Filing an Administrative Complaint

In some cases, you will need to file an administrative complaint with an appropriate agency before proceeding with a lawsuit. For example, if you are bringing a case under Title VII, you will need to file an administrative complaint with the EEOC before filing a lawsuit. The EEOC is currently accepting and investigating claims of sexual orientation discrimination.

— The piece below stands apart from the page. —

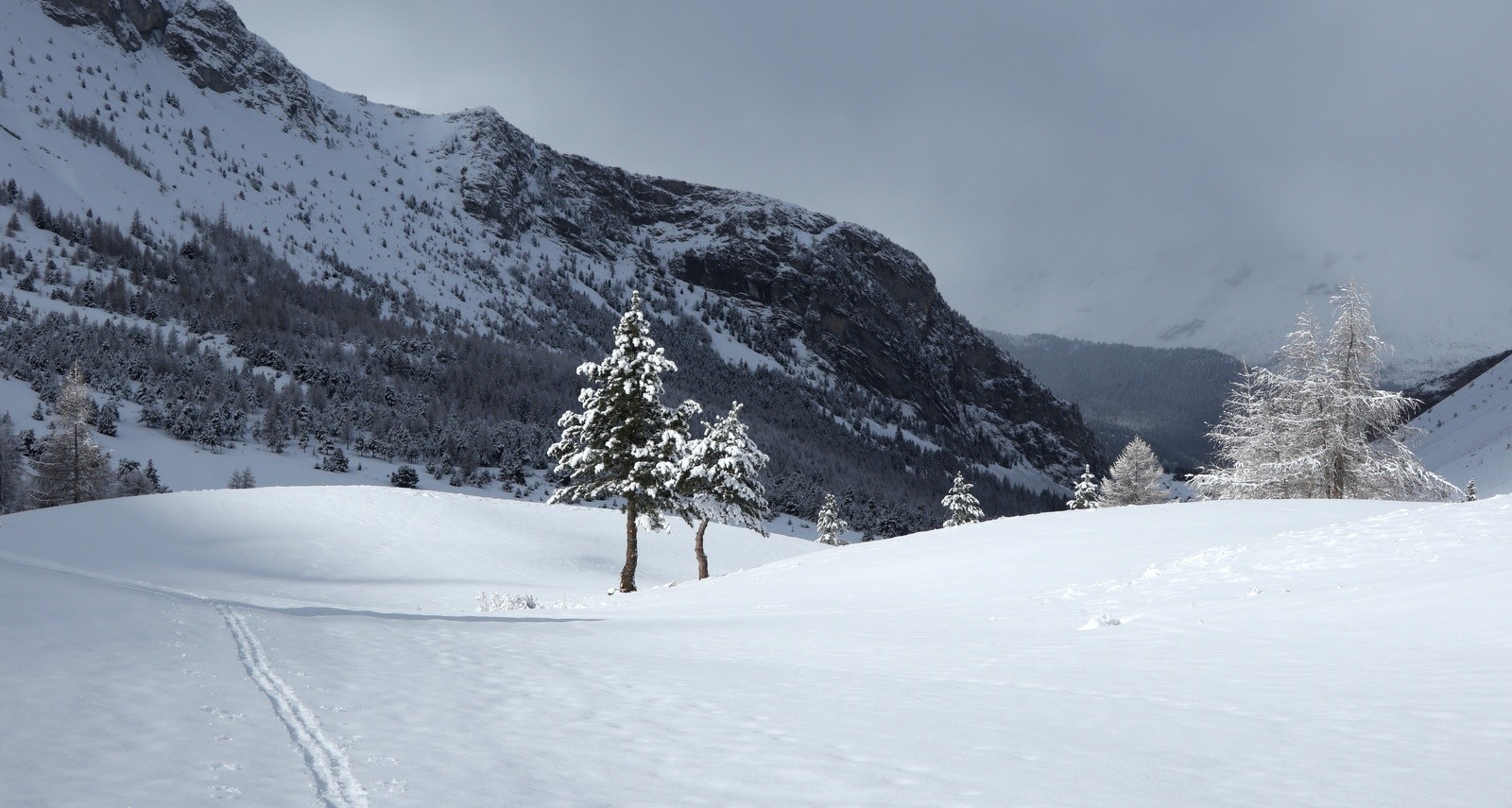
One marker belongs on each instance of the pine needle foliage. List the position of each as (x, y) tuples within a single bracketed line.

Many states have similar requirements. For example, employees who want to sue under California's antidiscrimination laws must file an administrative complaint with the California Department of Fair Employment and Housing. Once the relevant agency has conducted its investigation, you will typically be notified so that you can file a complaint in court. For more information, see our article on suing for harassment or discrimination.

Filing in Court

Once you have fulfilled any administrative complaint filing requirements, you can file a lawsuit in court. Before doing so, you should consult with an experienced employment lawyer in your area. It is usually in your best interest to hire a lawyer to prepare the documents for filing and represent you in court. Every court has its own rules and procedures for every stage of a lawsuit; making a mistake can mean that your lawsuit gets dismissed before you even have a chance to offer evidence. For example, if you don’t file on time, or you don’t specify enough facts to establish a legal claim, your complaint may be thrown out.

Discovery

The next stage of a lawsuit is called “discovery.” In the discovery stage, you and the employer will gather evidence, typically through your respective attorneys. Your lawyer will take depositions (recorded statements under oath) of witnesses or alleged wrongdoers, request or subpoena documents, ask and answer written questions (called “interrogatories”), and otherwise collect evidence to use at trial. Your employer’s lawyer will also take your deposition during this stage of the lawsuit. This experience will be much like testifying in court because you will answer questions under oath that will be recorded in a transcript.

Trial

After the discovery stage concludes, you and your lawyer will prepare the evidence to be submitted at trial. You must be present in court for every day of trial, which may take several days and even weeks in some cases. Your lawyer will prepare you and other witnesses to testify and explain the trial process to you throughout. Most cases settle before trial, however.

Mediation

At various times between filing the lawsuit and receiving the jury’s verdict at trial you, will very likely have an opportunity to try to settle your case, usually with the help of a neutral third-party mediator. A mediator is usually a judge, an experienced attorney, or another individual hired by agreement of both parties. During mediation, both parties will make settlement proposals through the mediator. The vast majority of cases do settle, but every case is different. Your lawyer and the mediator will explain the relative strengths and weaknesses of your case to help you make settlement offers and respond to your employer’s offers. Unlike a trial, mediation does not result in one side “winning.” Instead, if the settlement effort is successful, you and your employer resolve the matter by agreed terms (including a settlement payment). If it is not successful, you continue on to trial.

Fees and Costs

There’s no way around it—lawsuits are expensive. Even if your lawyer takes your case on a contingent fee basis (meaning she or he takes a percentage of your award rather than charges by the hour), you may still face large bills along the way. This is because many aspects of the process are costly, such as depositions, which can cost thousands of dollars per day. Another large cost is paying economists or other expert witnesses who are necessary to present your wage and other financial losses to the jury. Some employment lawyers may be willing to pay costs up front and deduct them from your recovery, but get this point ironed out at the beginning.

Talk to a Lawyer First

If you are considering filing a lawsuit against your employer for sexual orientation discrimination, it’s a good idea to talk to an employment lawyer to help you assess the likelihood of success at trial and decide on the best course of action.